Modi meditates as India mega polls near end

ASEAN+ May 18, 2019 14:18

By Agence France-Presse
New Delhi

Prime Minister Narendra Modi embarked on a spiritual break Saturday as India’s acrimonious marathon election wound to a close after almost seven weeks awash with insults, violence and fake news.

On the eve of the seventh and final day of voting in the world’s biggest democratic exercise, local media reports said Modi, 68, would also spend some time in a “mediation cave”.

Having addressed more than 140 election rallies across the country, Modi arrived on Saturday in Dehradun, the capital of the Himalayan state of Uttarakhand famous for its Hindu pilgrimage sites.

Modi’s hectic campaign which started in March has seen him address three rallies a day on average, criss-crossing the length and breadth of the geographically diverse nation of 1.3 billion people.

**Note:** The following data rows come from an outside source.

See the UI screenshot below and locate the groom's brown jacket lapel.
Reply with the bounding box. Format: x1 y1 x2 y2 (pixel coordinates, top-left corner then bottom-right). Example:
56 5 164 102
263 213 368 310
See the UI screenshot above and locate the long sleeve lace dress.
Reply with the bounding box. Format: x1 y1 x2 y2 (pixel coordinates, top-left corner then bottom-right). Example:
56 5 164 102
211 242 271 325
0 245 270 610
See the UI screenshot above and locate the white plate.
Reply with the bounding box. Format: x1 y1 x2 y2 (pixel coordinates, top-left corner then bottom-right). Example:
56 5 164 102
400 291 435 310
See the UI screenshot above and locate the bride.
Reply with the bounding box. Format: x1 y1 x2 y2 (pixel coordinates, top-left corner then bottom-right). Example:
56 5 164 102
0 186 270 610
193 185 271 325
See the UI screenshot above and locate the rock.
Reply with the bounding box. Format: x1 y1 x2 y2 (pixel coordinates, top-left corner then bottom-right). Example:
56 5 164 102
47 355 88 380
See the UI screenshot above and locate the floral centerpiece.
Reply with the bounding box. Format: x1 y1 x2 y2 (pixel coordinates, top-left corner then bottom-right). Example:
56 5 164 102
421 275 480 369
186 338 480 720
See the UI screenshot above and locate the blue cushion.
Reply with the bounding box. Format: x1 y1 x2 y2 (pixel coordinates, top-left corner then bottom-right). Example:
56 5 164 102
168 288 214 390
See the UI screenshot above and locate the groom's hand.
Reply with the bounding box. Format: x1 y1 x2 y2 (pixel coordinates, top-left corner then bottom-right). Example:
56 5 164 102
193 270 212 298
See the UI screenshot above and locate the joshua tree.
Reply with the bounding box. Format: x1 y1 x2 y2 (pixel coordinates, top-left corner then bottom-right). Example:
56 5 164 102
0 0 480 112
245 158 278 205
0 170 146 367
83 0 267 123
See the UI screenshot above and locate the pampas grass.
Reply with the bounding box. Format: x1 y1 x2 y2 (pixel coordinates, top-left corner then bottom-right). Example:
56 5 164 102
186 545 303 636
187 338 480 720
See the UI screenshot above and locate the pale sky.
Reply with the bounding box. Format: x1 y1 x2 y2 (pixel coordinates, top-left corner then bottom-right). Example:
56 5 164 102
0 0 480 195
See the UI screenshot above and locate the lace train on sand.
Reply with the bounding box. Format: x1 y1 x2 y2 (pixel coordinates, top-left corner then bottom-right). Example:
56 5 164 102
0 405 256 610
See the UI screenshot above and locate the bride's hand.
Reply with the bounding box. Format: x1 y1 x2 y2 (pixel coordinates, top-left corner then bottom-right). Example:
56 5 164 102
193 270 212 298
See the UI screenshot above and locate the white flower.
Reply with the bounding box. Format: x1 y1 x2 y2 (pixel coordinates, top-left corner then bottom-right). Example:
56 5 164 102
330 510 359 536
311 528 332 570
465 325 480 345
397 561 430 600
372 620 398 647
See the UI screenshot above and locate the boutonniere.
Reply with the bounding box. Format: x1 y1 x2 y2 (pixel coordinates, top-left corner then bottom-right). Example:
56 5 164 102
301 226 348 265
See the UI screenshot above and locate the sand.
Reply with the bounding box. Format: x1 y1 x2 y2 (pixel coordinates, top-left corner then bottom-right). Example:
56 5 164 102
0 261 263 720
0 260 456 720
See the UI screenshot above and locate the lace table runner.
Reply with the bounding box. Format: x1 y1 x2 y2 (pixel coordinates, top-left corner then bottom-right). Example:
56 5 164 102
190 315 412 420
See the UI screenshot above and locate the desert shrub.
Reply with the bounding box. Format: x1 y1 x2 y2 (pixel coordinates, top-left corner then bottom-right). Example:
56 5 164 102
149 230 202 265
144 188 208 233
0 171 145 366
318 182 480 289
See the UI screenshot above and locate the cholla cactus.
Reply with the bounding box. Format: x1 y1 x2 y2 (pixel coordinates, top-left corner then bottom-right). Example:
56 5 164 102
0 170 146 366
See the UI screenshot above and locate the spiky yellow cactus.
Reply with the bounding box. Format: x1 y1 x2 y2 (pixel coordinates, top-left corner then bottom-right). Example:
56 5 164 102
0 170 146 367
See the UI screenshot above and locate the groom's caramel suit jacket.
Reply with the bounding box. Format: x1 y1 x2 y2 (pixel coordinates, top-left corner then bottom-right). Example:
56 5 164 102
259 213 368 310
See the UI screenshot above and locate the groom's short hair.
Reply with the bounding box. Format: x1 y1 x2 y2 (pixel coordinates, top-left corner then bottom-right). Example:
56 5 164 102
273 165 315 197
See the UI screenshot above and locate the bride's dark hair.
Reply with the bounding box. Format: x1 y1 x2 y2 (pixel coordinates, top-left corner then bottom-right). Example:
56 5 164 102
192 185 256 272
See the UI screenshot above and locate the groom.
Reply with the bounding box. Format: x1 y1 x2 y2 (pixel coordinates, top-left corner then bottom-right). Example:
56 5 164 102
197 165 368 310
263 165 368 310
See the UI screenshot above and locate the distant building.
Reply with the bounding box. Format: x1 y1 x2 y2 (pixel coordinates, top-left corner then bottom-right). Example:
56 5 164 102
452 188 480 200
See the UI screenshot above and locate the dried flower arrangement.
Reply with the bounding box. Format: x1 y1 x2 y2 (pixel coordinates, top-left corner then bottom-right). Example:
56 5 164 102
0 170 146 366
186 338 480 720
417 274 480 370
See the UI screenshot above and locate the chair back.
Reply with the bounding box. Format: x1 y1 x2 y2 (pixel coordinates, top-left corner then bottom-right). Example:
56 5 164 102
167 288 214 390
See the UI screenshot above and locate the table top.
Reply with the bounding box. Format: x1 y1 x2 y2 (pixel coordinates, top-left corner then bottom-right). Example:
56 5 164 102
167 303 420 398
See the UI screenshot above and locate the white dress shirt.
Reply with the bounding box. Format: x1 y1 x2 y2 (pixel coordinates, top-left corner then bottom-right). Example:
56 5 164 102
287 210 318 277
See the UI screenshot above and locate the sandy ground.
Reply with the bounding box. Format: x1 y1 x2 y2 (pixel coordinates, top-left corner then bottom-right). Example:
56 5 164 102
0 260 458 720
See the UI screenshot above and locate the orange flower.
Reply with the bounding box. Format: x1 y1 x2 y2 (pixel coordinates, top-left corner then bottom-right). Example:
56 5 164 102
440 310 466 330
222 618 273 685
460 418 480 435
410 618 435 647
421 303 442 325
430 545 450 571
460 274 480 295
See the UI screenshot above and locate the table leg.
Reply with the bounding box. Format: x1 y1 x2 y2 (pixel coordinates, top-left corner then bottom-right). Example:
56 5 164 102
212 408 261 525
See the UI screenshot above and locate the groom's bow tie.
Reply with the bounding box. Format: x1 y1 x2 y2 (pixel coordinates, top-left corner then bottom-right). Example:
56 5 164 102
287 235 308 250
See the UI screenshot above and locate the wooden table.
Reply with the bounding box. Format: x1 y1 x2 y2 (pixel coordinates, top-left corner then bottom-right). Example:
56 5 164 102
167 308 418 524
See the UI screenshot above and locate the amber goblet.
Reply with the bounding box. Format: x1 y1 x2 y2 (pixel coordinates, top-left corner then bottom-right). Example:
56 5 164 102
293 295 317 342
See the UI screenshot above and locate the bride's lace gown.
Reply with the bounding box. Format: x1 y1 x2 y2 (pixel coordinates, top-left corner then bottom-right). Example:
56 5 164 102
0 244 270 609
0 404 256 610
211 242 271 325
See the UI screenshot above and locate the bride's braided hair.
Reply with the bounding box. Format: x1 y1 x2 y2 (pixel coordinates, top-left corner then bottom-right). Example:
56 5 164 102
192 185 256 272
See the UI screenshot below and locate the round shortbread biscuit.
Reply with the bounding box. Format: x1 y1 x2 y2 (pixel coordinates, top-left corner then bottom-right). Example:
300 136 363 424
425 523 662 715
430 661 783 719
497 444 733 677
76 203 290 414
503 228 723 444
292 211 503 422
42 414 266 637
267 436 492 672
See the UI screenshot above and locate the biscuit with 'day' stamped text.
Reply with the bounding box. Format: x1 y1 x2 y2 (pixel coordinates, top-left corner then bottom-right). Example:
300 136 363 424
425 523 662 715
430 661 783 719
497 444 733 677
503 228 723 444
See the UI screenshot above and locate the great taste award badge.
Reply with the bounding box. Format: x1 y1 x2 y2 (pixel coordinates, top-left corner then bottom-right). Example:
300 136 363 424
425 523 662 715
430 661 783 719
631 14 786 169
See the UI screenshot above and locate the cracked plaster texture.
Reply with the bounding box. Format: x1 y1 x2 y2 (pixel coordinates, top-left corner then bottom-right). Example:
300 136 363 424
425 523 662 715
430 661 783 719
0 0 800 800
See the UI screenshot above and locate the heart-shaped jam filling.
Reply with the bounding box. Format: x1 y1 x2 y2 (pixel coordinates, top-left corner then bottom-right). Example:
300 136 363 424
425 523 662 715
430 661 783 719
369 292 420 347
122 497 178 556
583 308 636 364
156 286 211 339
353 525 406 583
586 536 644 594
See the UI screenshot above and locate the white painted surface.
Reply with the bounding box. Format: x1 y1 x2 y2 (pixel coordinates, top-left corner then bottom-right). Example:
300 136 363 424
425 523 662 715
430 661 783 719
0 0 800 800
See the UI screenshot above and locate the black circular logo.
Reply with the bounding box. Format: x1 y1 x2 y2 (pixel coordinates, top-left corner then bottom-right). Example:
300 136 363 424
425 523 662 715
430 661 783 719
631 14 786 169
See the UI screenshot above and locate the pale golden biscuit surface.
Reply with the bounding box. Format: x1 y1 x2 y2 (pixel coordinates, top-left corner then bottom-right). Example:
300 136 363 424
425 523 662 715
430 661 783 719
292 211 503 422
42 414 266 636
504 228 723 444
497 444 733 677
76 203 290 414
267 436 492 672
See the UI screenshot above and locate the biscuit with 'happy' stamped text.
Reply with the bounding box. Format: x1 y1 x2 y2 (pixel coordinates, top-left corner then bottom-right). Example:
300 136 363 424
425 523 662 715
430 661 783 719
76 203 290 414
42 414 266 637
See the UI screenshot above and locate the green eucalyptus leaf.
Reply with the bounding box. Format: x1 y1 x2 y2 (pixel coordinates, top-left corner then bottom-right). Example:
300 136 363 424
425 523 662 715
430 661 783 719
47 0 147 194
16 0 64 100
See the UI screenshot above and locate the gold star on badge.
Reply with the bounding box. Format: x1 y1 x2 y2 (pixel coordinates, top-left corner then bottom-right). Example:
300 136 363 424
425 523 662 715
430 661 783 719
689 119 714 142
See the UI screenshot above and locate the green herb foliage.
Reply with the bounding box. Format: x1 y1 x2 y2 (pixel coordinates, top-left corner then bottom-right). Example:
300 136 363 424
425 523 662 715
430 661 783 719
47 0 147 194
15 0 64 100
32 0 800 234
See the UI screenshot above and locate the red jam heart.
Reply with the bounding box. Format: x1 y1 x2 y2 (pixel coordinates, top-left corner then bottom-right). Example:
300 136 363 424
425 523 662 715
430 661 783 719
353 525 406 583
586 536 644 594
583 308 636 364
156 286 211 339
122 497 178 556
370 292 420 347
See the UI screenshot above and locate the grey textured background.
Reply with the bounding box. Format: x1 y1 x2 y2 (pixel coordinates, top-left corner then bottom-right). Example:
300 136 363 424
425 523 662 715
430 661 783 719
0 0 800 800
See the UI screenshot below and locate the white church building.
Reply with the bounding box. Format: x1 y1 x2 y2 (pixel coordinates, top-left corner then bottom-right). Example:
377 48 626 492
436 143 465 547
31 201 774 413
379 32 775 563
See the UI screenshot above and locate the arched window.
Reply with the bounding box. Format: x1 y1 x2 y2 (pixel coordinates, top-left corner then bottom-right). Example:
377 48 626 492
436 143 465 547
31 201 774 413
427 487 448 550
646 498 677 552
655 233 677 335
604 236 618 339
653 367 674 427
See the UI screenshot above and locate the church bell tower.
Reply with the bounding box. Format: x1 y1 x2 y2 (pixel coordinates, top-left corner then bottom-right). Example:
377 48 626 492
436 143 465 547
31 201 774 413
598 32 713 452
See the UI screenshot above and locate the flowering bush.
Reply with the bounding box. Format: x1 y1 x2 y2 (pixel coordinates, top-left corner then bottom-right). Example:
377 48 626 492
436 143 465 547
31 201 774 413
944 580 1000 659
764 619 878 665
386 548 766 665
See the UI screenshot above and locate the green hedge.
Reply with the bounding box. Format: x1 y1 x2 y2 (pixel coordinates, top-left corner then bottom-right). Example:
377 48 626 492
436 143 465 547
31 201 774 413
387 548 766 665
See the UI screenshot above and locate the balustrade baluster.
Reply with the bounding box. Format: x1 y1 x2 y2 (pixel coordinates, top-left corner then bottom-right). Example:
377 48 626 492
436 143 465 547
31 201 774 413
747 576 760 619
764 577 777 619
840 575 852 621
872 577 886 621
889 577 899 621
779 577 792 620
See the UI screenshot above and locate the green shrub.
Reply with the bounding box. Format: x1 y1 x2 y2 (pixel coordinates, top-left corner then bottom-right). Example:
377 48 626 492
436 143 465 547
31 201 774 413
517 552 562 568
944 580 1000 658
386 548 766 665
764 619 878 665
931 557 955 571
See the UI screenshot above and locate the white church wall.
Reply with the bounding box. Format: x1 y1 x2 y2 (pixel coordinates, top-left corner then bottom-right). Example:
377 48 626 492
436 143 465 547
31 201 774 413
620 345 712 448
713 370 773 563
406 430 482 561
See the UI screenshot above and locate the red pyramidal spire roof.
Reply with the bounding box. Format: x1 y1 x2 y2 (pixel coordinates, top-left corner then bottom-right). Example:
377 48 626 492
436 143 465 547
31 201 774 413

From Dehradun, the Hindu nationalist premier travelled to Kedarnath and was due to go on to Badrinath to pay his respects at shrines dedicated to the Hindu deity Lord Shiva.

But it was not all relaxation, with the premier also expected to review reconstruction projects after floods in Uttarakhand in 2013 killed some 6,000 people.

Modi is seeking a second term from India’s 900 million voters after leading his right-wing Bharatiya Janata Party (BJP) to power in 2014, with results due on May 23.

Opinion polls, although unreliable, predict that the BJP may lose seats this time despite its formidable campaigning machine, meaning it might need a coalition to form a new government.

His main rival is Rahul Gandhi, 48, of the Congress party, the scion of India’s famed Nehru-Gandhi dynasty.

The rival parties have thrown almost daily barbs at each other, accusing each other of corruption, nepotism and fake nationalism.

As in previous elections, the polling has been marked by violence, most recently in West Bengal state where tens of thousands of security forces have been deployed following street clashes between BJP and rival supporters of the regional Trinamool Congress party.

The gargantuan election has also seen a flood of “fake news”, including photoshopped images and edited video clips, with both main parties using legions of people to manage social media.

“The likelihood that the ruling Bharatiya Janata Party wins a majority by itself is falling (10%, from 15% previously),” Eurasia Group, a political risk consultancy, said Friday in a report.